Tokenization means breaking the sentence into individual words (tokens).

tokens = word_tokenize(text)
print(tokens)

Output:

['Natural', 'Language', 'Processing', 'makes', 'machines', 'understand', 'human', 'language']

Now our text is ready for N-Gram generation.


Step 4: Generate N-Grams using nltk.util.ngrams()

Let’s generate bigrams (2-grams) first.

bigrams = list(ngrams(tokens, 2))
print(bigrams)

Output:

[('Natural', 'Language'),
 ('Language', 'Processing'),
 ('Processing', 'makes'),
 ('makes', 'machines'),
 ('machines', 'understand'),
 ('understand', 'human'),
 ('human', 'language')]

Similarly, for trigrams (3-grams):

trigrams = list(ngrams(tokens, 3))
print(trigrams)

Output:

[('Natural', 'Language', 'Processing'),
 ('Language', 'Processing', 'makes'),
 ('Processing', 'makes', 'machines'),
 ('makes', 'machines', 'understand'),
 ('machines', 'understand', 'human'),
 ('understand', 'human', 'language')]

Step 5: Create a function for general N-Gram generation

You can define a function to generate N-Grams dynamically.

def generate_ngrams(text, n):
    tokens = word_tokenize(text)
    n_grams = list(ngrams(tokens, n))
    return n_grams

Now call it for different values of n:

print("Unigrams:", generate_ngrams(text, 1))
print("Bigrams:", generate_ngrams(text, 2))
print("Trigrams:", generate_ngrams(text, 3))

Step 6: Represent N-Grams as strings

Sometimes, we need to join each tuple into a readable string.

def generate_ngrams_as_strings(text, n):
    tokens = word_tokenize(text)
    n_grams = list(ngrams(tokens, n))
    return [' '.join(gram) for gram in n_grams]

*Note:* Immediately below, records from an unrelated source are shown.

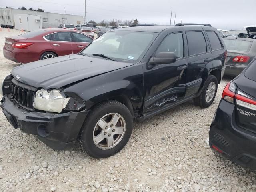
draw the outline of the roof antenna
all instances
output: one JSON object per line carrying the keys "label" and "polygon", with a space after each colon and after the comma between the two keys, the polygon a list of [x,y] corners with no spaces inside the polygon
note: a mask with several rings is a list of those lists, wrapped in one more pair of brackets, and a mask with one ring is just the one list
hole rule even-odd
{"label": "roof antenna", "polygon": [[66,12],[66,8],[64,7],[64,9],[65,10],[65,14],[66,15],[66,24],[68,23],[68,18],[67,18],[67,13]]}

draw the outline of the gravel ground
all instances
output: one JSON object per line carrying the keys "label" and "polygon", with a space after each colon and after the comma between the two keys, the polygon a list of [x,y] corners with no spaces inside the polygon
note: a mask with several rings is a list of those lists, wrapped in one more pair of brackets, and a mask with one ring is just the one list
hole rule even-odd
{"label": "gravel ground", "polygon": [[[18,65],[4,58],[0,79]],[[0,191],[256,191],[255,174],[215,156],[205,141],[222,91],[208,108],[187,102],[135,125],[126,147],[96,159],[75,147],[54,151],[14,130],[0,112]]]}

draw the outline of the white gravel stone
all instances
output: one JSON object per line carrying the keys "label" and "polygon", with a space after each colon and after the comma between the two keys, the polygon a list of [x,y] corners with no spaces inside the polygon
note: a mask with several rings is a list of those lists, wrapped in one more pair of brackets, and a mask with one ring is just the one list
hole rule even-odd
{"label": "white gravel stone", "polygon": [[28,173],[26,175],[26,179],[29,179],[31,177],[31,174],[30,173]]}
{"label": "white gravel stone", "polygon": [[52,187],[51,188],[51,191],[55,191],[56,189],[57,188],[56,188],[55,187]]}

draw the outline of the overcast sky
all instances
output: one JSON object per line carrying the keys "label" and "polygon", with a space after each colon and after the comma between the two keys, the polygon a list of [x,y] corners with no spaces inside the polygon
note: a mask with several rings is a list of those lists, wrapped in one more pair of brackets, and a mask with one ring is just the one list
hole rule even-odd
{"label": "overcast sky", "polygon": [[[210,24],[222,29],[241,29],[256,24],[256,0],[86,0],[87,21],[137,18],[140,24]],[[0,7],[24,6],[45,12],[84,15],[84,0],[0,0]]]}

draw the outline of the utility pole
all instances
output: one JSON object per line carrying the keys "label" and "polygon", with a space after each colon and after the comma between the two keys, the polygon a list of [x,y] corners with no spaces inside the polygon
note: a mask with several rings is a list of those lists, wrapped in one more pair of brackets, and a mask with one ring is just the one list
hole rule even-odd
{"label": "utility pole", "polygon": [[86,0],[84,0],[84,24],[86,24]]}
{"label": "utility pole", "polygon": [[170,25],[171,25],[172,24],[172,9],[171,11],[171,20],[170,21]]}

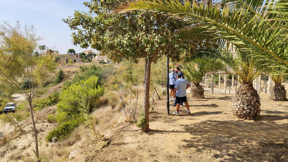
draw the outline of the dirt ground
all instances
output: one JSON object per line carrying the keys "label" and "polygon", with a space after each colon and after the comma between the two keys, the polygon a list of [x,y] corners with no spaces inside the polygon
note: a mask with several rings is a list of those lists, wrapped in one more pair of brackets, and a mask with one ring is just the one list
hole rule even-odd
{"label": "dirt ground", "polygon": [[[288,102],[259,95],[256,121],[233,117],[232,94],[206,94],[200,100],[188,94],[190,115],[181,107],[180,115],[167,115],[166,100],[157,101],[149,132],[130,125],[123,130],[132,131],[118,132],[104,148],[92,142],[83,144],[71,161],[288,161]],[[170,107],[170,113],[175,109]]]}

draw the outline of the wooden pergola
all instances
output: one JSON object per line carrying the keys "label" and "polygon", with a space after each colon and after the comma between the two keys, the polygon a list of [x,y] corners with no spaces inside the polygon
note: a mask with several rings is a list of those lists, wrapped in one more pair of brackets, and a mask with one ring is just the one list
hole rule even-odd
{"label": "wooden pergola", "polygon": [[[256,72],[256,71],[255,71]],[[237,75],[238,76],[237,78],[237,79],[234,78],[234,75],[232,75],[232,91],[233,91],[233,89],[234,88],[234,80],[235,79],[236,80],[238,81],[239,79],[239,76],[236,73],[234,72],[234,71],[231,71],[230,74],[234,74],[235,75]],[[218,74],[219,75],[219,87],[218,89],[219,90],[220,90],[220,86],[221,85],[221,83],[220,82],[220,79],[221,78],[221,75],[223,75],[224,76],[224,88],[223,91],[223,93],[224,94],[226,94],[226,90],[227,90],[227,75],[229,74],[225,72],[221,72],[220,71],[218,71],[217,72],[209,72],[207,73],[206,73],[205,74],[205,88],[207,87],[207,75],[211,75],[211,94],[213,94],[214,90],[214,75],[215,74]],[[253,85],[254,85],[254,88],[257,88],[257,89],[256,90],[257,91],[258,93],[260,93],[261,92],[261,80],[262,78],[262,74],[260,74],[259,75],[258,77],[256,77],[256,78],[254,80],[253,82]],[[239,82],[239,81],[238,81]],[[272,85],[272,82],[273,81],[272,81],[272,80],[271,78],[271,77],[270,76],[268,76],[268,91],[269,92],[269,89],[270,86]],[[236,88],[238,88],[240,86],[240,84],[237,84],[236,86]]]}

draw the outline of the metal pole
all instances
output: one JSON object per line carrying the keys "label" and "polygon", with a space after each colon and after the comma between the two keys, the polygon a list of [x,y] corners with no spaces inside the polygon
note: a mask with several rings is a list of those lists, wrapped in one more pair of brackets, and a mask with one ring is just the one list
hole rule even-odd
{"label": "metal pole", "polygon": [[265,77],[266,80],[265,80],[265,93],[267,93],[267,76]]}
{"label": "metal pole", "polygon": [[167,115],[170,113],[169,107],[169,58],[167,57],[167,83],[166,85],[166,89],[167,90]]}

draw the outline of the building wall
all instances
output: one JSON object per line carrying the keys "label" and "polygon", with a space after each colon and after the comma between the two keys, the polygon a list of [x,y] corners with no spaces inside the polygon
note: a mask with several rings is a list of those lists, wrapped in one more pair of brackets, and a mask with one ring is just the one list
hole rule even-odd
{"label": "building wall", "polygon": [[79,63],[82,62],[82,59],[81,58],[70,56],[60,58],[60,63],[61,64],[67,64],[66,60],[68,60],[68,62],[70,60],[72,60],[73,61],[74,63]]}

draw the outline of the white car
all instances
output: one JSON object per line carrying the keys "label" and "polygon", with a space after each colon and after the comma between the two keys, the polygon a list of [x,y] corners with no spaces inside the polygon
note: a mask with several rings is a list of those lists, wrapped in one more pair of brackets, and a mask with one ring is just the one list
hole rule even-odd
{"label": "white car", "polygon": [[17,107],[16,104],[13,102],[9,102],[5,105],[3,111],[5,113],[8,111],[12,111],[13,112],[15,112],[15,109]]}

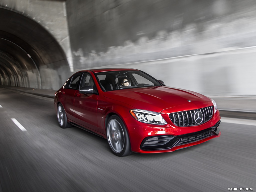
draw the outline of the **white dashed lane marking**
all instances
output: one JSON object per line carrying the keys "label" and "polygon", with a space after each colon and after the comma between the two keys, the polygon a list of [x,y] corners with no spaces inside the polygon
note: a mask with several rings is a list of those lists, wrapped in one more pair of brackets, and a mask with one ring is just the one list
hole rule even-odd
{"label": "white dashed lane marking", "polygon": [[13,120],[13,122],[14,122],[14,123],[16,124],[16,125],[18,126],[18,127],[20,129],[20,130],[22,131],[27,131],[27,130],[23,127],[23,126],[21,125],[19,123],[19,122],[18,122],[18,121],[15,119],[14,118],[12,118],[12,120]]}

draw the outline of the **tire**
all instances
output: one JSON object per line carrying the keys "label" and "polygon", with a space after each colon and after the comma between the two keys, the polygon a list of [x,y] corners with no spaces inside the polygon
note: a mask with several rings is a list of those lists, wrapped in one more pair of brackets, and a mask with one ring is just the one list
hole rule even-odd
{"label": "tire", "polygon": [[132,153],[128,132],[121,118],[116,115],[113,115],[107,125],[107,138],[113,153],[119,157]]}
{"label": "tire", "polygon": [[64,108],[60,103],[58,105],[57,108],[57,117],[58,122],[61,128],[64,129],[73,126],[68,122],[68,118]]}

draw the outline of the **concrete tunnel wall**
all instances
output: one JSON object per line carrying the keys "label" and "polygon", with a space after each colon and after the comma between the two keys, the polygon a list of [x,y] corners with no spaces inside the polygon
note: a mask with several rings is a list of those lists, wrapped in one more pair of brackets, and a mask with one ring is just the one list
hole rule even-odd
{"label": "concrete tunnel wall", "polygon": [[[11,30],[11,34],[21,39],[17,42],[23,40],[36,51],[41,79],[51,76],[42,83],[43,88],[57,89],[70,71],[130,67],[143,70],[167,85],[205,94],[256,95],[253,0],[0,0],[0,6],[36,22],[60,50],[59,55],[61,56],[61,62],[52,58],[42,61],[45,54],[52,56],[55,49],[38,54],[40,49],[34,49],[33,42],[43,38],[41,34],[30,41],[28,37],[36,33],[29,33],[24,39]],[[1,18],[5,18],[2,10]],[[15,19],[9,20],[14,23]],[[0,31],[5,31],[5,26],[1,26]],[[12,27],[15,26],[21,27]],[[4,43],[0,42],[0,47]],[[30,69],[18,71],[19,67],[25,67],[21,60],[31,61],[14,57],[8,49],[0,51],[2,58],[9,58],[2,62],[0,73],[5,69],[5,74],[0,73],[0,84],[8,81],[23,85],[27,80],[21,83],[22,75],[36,76],[30,79],[34,80],[32,84],[38,84],[31,63],[27,65]],[[7,67],[13,59],[21,66]],[[26,71],[32,72],[28,75]],[[17,77],[8,79],[8,74],[15,71],[19,74]]]}
{"label": "concrete tunnel wall", "polygon": [[0,84],[57,90],[70,76],[65,5],[0,1]]}
{"label": "concrete tunnel wall", "polygon": [[75,71],[138,69],[208,95],[256,95],[256,1],[67,0]]}

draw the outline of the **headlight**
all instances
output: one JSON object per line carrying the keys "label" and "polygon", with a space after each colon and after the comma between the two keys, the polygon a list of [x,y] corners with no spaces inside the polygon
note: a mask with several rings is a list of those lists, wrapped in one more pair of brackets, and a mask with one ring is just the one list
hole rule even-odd
{"label": "headlight", "polygon": [[215,113],[217,111],[217,104],[216,104],[216,102],[214,100],[211,99],[211,102],[212,102],[212,103],[213,104],[213,106],[214,106],[214,113]]}
{"label": "headlight", "polygon": [[167,124],[159,113],[142,109],[131,109],[130,113],[135,119],[141,122],[155,125]]}

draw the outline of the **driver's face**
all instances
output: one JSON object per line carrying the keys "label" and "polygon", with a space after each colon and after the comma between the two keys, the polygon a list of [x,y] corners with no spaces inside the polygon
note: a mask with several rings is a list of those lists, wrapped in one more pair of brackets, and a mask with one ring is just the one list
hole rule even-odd
{"label": "driver's face", "polygon": [[129,82],[128,81],[128,80],[126,79],[124,79],[122,84],[125,87],[129,86]]}

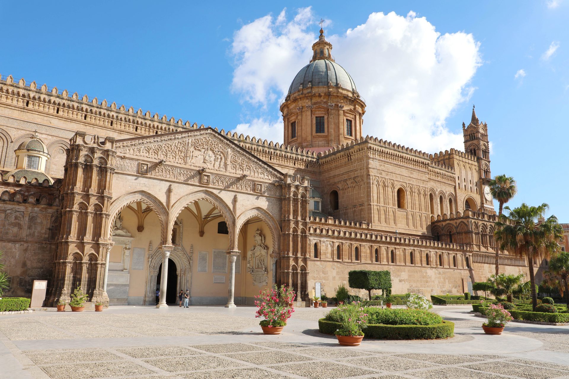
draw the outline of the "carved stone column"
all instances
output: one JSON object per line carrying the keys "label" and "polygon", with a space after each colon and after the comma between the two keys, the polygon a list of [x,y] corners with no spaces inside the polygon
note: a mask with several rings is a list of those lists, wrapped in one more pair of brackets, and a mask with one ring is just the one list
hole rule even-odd
{"label": "carved stone column", "polygon": [[106,284],[109,278],[109,260],[110,257],[110,250],[113,248],[114,242],[110,243],[105,247],[105,274],[103,276],[103,296],[108,295],[106,293]]}
{"label": "carved stone column", "polygon": [[174,248],[171,245],[162,245],[162,272],[160,278],[160,297],[156,308],[167,308],[166,304],[166,290],[168,289],[168,259],[170,252]]}
{"label": "carved stone column", "polygon": [[228,291],[227,304],[226,308],[235,307],[235,303],[233,302],[233,298],[235,291],[235,262],[237,258],[240,256],[241,252],[238,250],[229,250],[227,252],[227,255],[229,256],[229,288]]}

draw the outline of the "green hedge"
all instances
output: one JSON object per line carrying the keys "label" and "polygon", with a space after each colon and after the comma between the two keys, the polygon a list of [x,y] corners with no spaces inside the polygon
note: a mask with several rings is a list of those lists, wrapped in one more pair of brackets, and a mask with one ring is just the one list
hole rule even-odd
{"label": "green hedge", "polygon": [[31,299],[25,297],[5,297],[0,299],[0,312],[25,311],[30,307]]}
{"label": "green hedge", "polygon": [[[324,334],[334,334],[340,328],[340,323],[318,320],[318,330]],[[380,339],[435,339],[454,336],[455,324],[443,320],[434,325],[384,325],[368,324],[364,330],[366,338]]]}

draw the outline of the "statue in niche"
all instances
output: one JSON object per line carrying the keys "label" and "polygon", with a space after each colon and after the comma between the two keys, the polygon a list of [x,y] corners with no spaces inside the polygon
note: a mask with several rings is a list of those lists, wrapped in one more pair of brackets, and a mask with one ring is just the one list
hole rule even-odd
{"label": "statue in niche", "polygon": [[114,219],[114,226],[113,227],[113,235],[121,236],[122,237],[130,237],[130,233],[126,229],[122,227],[122,215],[120,213]]}
{"label": "statue in niche", "polygon": [[262,287],[267,285],[269,281],[267,269],[269,248],[265,244],[265,236],[259,228],[255,231],[253,239],[255,245],[249,252],[247,272],[253,277],[253,285]]}

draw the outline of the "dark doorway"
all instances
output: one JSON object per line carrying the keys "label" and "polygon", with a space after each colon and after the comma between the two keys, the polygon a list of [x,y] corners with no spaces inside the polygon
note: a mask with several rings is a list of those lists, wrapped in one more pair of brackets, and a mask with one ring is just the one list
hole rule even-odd
{"label": "dark doorway", "polygon": [[[156,277],[156,286],[160,287],[162,276],[162,264],[158,267],[158,274]],[[178,270],[176,264],[171,259],[168,260],[168,287],[166,289],[166,303],[175,304],[178,302]]]}

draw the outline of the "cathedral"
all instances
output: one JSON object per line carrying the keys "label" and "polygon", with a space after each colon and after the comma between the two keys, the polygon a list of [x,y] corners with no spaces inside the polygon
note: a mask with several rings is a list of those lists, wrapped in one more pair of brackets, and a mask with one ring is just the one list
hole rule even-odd
{"label": "cathedral", "polygon": [[488,125],[473,109],[464,152],[365,135],[332,49],[321,30],[281,105],[284,143],[0,77],[6,295],[42,280],[46,306],[80,288],[106,305],[188,290],[233,307],[273,284],[333,296],[354,269],[389,270],[393,293],[472,292],[496,253]]}

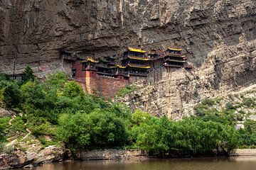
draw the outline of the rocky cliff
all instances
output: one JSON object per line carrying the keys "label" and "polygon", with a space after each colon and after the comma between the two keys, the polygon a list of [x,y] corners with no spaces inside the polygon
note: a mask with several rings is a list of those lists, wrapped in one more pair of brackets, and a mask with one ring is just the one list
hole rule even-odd
{"label": "rocky cliff", "polygon": [[38,74],[65,70],[62,50],[97,57],[178,47],[193,69],[163,70],[162,80],[125,99],[176,117],[256,81],[255,21],[255,0],[0,0],[0,72],[12,72],[14,61],[17,72],[26,64]]}

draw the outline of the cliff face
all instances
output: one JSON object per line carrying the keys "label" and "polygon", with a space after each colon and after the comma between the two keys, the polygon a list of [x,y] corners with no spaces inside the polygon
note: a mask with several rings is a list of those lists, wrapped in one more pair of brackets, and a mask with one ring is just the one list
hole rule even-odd
{"label": "cliff face", "polygon": [[256,81],[255,21],[255,0],[0,0],[0,72],[11,72],[14,59],[18,72],[28,63],[38,74],[64,70],[62,49],[100,57],[127,46],[180,47],[191,72],[164,72],[126,100],[176,117]]}

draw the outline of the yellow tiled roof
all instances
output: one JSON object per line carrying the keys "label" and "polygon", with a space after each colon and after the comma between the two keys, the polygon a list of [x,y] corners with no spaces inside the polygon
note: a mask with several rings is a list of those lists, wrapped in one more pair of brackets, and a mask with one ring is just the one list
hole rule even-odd
{"label": "yellow tiled roof", "polygon": [[151,68],[150,66],[143,67],[143,66],[132,65],[132,64],[129,64],[128,65],[129,65],[129,67],[136,67],[136,68],[141,68],[141,69],[150,69],[150,68]]}
{"label": "yellow tiled roof", "polygon": [[168,49],[170,50],[174,50],[174,51],[182,51],[182,50],[180,49],[180,48],[171,48],[171,47],[169,47]]}
{"label": "yellow tiled roof", "polygon": [[128,50],[129,51],[132,51],[132,52],[142,52],[142,53],[145,53],[146,51],[144,51],[141,49],[136,49],[136,48],[132,48],[132,47],[129,47]]}
{"label": "yellow tiled roof", "polygon": [[120,69],[125,69],[125,68],[126,68],[126,67],[122,66],[122,65],[119,65],[119,64],[117,64],[116,66],[117,66],[118,68],[120,68]]}
{"label": "yellow tiled roof", "polygon": [[87,60],[89,61],[89,62],[99,62],[99,61],[92,58],[91,57],[89,57],[87,58]]}
{"label": "yellow tiled roof", "polygon": [[133,57],[133,56],[128,56],[128,57],[129,59],[134,59],[134,60],[144,60],[144,61],[148,61],[150,60],[149,58],[142,58],[142,57]]}

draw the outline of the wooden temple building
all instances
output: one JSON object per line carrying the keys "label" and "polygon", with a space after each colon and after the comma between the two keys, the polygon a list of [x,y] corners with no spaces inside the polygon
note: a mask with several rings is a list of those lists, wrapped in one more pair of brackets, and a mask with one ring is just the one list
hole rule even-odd
{"label": "wooden temple building", "polygon": [[134,80],[146,79],[150,72],[159,68],[192,68],[187,64],[181,49],[170,47],[160,54],[154,50],[146,52],[129,47],[121,58],[108,56],[75,60],[70,52],[63,52],[63,60],[73,62],[72,79],[80,83],[85,91],[99,91],[110,97]]}

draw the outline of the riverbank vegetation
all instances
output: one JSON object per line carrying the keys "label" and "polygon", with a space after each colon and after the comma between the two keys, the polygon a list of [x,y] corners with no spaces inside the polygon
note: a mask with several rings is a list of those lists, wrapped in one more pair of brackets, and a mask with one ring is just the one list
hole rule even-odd
{"label": "riverbank vegetation", "polygon": [[195,108],[198,116],[174,121],[139,110],[132,114],[124,103],[85,94],[63,73],[42,83],[29,69],[25,72],[28,75],[23,82],[0,75],[0,105],[22,114],[11,125],[11,118],[0,118],[1,144],[28,129],[45,146],[63,142],[73,152],[137,148],[164,157],[174,151],[195,155],[228,153],[239,146],[256,144],[255,122],[235,130],[230,111],[234,106],[220,112],[211,108],[217,101],[206,101]]}

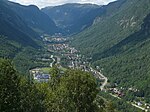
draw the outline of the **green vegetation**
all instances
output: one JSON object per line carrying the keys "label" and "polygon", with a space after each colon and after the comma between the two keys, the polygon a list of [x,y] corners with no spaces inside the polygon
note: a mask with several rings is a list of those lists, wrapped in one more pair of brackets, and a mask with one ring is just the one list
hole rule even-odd
{"label": "green vegetation", "polygon": [[72,45],[92,57],[94,67],[103,68],[111,86],[123,88],[124,99],[150,103],[150,1],[125,0],[114,11],[117,2],[108,6],[111,16],[101,16]]}
{"label": "green vegetation", "polygon": [[50,73],[48,83],[32,84],[14,70],[10,61],[0,59],[0,111],[110,112],[108,102],[98,96],[91,74],[68,70],[60,75],[56,67]]}

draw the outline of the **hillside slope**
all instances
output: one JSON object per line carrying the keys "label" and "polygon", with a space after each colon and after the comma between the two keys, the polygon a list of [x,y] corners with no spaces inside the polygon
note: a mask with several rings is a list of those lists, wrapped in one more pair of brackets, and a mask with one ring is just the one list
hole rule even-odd
{"label": "hillside slope", "polygon": [[70,3],[54,7],[43,8],[42,11],[46,13],[56,25],[62,29],[64,35],[74,34],[82,31],[93,23],[95,15],[84,18],[93,10],[100,6],[93,4],[77,4]]}
{"label": "hillside slope", "polygon": [[23,6],[13,2],[8,2],[8,5],[32,30],[40,34],[47,33],[50,35],[57,32],[58,29],[55,23],[37,6]]}
{"label": "hillside slope", "polygon": [[150,1],[126,0],[117,11],[109,10],[113,15],[75,36],[72,45],[92,57],[93,66],[103,68],[112,85],[139,90],[126,93],[128,99],[150,102]]}

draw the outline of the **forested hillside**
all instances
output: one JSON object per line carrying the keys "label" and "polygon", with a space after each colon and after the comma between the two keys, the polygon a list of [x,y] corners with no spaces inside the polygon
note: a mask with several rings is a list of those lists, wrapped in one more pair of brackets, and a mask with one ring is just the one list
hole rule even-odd
{"label": "forested hillside", "polygon": [[91,74],[69,70],[60,75],[55,67],[50,73],[48,83],[32,83],[18,74],[9,60],[0,59],[0,111],[114,111],[109,102],[98,95],[96,80]]}
{"label": "forested hillside", "polygon": [[112,85],[117,84],[126,91],[139,90],[128,91],[127,100],[145,97],[150,102],[150,1],[125,0],[114,11],[113,5],[119,1],[109,8],[113,15],[101,17],[101,21],[75,36],[72,45],[92,57],[93,65],[104,69]]}
{"label": "forested hillside", "polygon": [[[75,34],[83,31],[92,25],[96,18],[97,10],[100,6],[94,4],[70,3],[54,7],[43,8],[46,13],[55,22],[63,35]],[[88,15],[91,11],[95,12]]]}

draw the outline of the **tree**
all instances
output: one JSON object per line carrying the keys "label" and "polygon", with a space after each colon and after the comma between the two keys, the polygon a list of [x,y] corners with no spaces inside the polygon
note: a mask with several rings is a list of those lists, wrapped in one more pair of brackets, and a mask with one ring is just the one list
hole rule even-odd
{"label": "tree", "polygon": [[69,70],[61,79],[61,85],[67,89],[68,97],[72,100],[76,112],[91,112],[97,96],[95,78],[80,70]]}
{"label": "tree", "polygon": [[0,111],[17,112],[20,108],[19,78],[11,62],[0,59]]}

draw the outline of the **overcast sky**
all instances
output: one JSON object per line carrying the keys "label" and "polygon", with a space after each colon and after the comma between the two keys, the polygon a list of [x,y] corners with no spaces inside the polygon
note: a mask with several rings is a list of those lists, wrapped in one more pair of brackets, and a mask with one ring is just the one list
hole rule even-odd
{"label": "overcast sky", "polygon": [[23,5],[34,4],[37,5],[39,8],[43,8],[46,6],[56,6],[65,3],[92,3],[104,5],[115,0],[10,0],[10,1],[17,2]]}

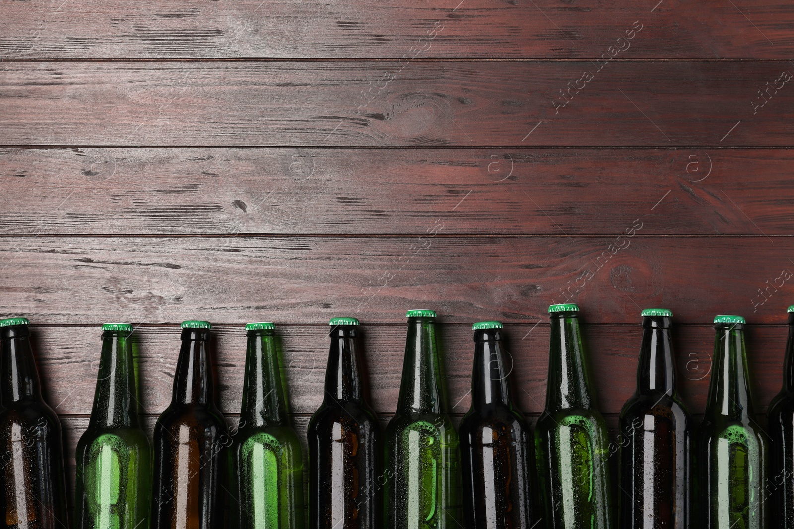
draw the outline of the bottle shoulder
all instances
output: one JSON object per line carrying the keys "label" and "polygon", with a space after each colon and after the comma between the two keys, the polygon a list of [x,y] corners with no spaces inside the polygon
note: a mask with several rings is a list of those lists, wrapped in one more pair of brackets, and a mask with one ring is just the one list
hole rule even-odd
{"label": "bottle shoulder", "polygon": [[770,423],[781,417],[791,418],[794,415],[794,392],[781,389],[769,402],[766,416]]}
{"label": "bottle shoulder", "polygon": [[579,426],[588,431],[607,435],[607,423],[601,413],[598,410],[584,408],[566,408],[556,413],[544,412],[538,420],[535,434],[542,435],[565,426]]}
{"label": "bottle shoulder", "polygon": [[183,425],[196,430],[217,430],[219,433],[227,430],[226,421],[214,406],[172,404],[158,417],[155,431],[158,428],[172,430]]}
{"label": "bottle shoulder", "polygon": [[395,415],[386,427],[386,435],[393,436],[411,430],[437,430],[454,436],[457,434],[452,420],[445,413],[403,413]]}
{"label": "bottle shoulder", "polygon": [[302,450],[298,433],[288,424],[265,427],[243,425],[232,436],[232,446],[235,450],[255,444],[286,449],[297,454]]}
{"label": "bottle shoulder", "polygon": [[641,393],[632,396],[620,410],[621,420],[630,420],[652,415],[671,417],[688,422],[689,412],[676,393],[669,395],[662,392]]}
{"label": "bottle shoulder", "polygon": [[330,430],[334,424],[341,424],[346,428],[367,429],[374,432],[380,431],[380,421],[374,412],[357,405],[321,406],[309,420],[308,435],[314,435],[318,431]]}
{"label": "bottle shoulder", "polygon": [[0,410],[0,430],[7,430],[13,425],[60,429],[58,416],[43,401],[17,402]]}
{"label": "bottle shoulder", "polygon": [[489,406],[483,409],[469,408],[461,420],[458,431],[463,435],[464,431],[481,430],[484,427],[503,430],[529,430],[529,423],[523,414],[512,406],[500,404]]}

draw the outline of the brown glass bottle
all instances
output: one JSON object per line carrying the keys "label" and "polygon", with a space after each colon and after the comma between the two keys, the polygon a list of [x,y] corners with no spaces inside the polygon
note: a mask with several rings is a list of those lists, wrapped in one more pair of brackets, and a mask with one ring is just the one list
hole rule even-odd
{"label": "brown glass bottle", "polygon": [[0,321],[0,527],[65,529],[60,424],[41,397],[29,324]]}
{"label": "brown glass bottle", "polygon": [[676,391],[673,312],[642,311],[637,390],[620,412],[621,529],[689,524],[692,424]]}
{"label": "brown glass bottle", "polygon": [[458,428],[468,529],[530,529],[534,438],[513,404],[502,324],[474,324],[472,407]]}
{"label": "brown glass bottle", "polygon": [[231,439],[213,392],[210,324],[182,323],[171,404],[154,427],[152,529],[221,529]]}
{"label": "brown glass bottle", "polygon": [[310,527],[380,529],[380,425],[368,403],[359,323],[334,318],[329,324],[322,404],[309,423]]}

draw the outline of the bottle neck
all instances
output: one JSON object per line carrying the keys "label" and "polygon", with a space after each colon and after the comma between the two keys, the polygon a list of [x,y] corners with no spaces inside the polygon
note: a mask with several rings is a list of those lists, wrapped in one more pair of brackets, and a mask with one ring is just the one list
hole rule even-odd
{"label": "bottle neck", "polygon": [[4,404],[40,401],[41,382],[33,360],[27,325],[3,328],[0,332],[0,399]]}
{"label": "bottle neck", "polygon": [[715,328],[706,416],[748,420],[753,416],[753,404],[744,326],[741,324],[718,324]]}
{"label": "bottle neck", "polygon": [[357,333],[355,325],[338,325],[331,329],[324,397],[328,404],[364,400]]}
{"label": "bottle neck", "polygon": [[287,399],[281,383],[281,366],[273,331],[248,332],[240,422],[258,427],[287,422]]}
{"label": "bottle neck", "polygon": [[794,391],[794,312],[788,313],[788,339],[783,357],[783,390]]}
{"label": "bottle neck", "polygon": [[433,318],[408,318],[397,413],[445,413]]}
{"label": "bottle neck", "polygon": [[106,331],[102,339],[91,424],[106,427],[137,427],[135,366],[129,335],[126,332]]}
{"label": "bottle neck", "polygon": [[642,345],[637,368],[637,393],[667,393],[676,390],[676,370],[670,341],[672,322],[666,316],[642,319]]}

print(generate_ngrams_as_strings(text, 2))

Output:

['Natural Language', 'Language Processing', 'Processing makes',
 'makes machines', 'machines understand', 'understand human', 'human language']

Step 7: Count the frequency of each N-Gram

You can also count how often each N-Gram occurs in a corpus using collections.Counter.

from collections import Counter

bigram_freq = Counter(generate_ngrams_as_strings(text, 2))
print(bigram_freq)

If your text contains repeated patterns, this helps identify common N-Grams that may represent meaningful phrases.


4. Practical Example: N-Grams from a Paragraph

Let’s apply this to a larger text.

paragraph = """Natural Language Processing (NLP) is a field of Artificial Intelligence.
It enables machines to read, understand, and derive meaning from human languages."""

# Tokenize and create trigrams
tokens = word_tokenize(paragraph)
trigrams = list(ngrams(tokens, 3))

for t in trigrams:
    print(t)

This approach can be extended to entire datasets for text analysis, phrase detection, or feature extraction in machine learning models.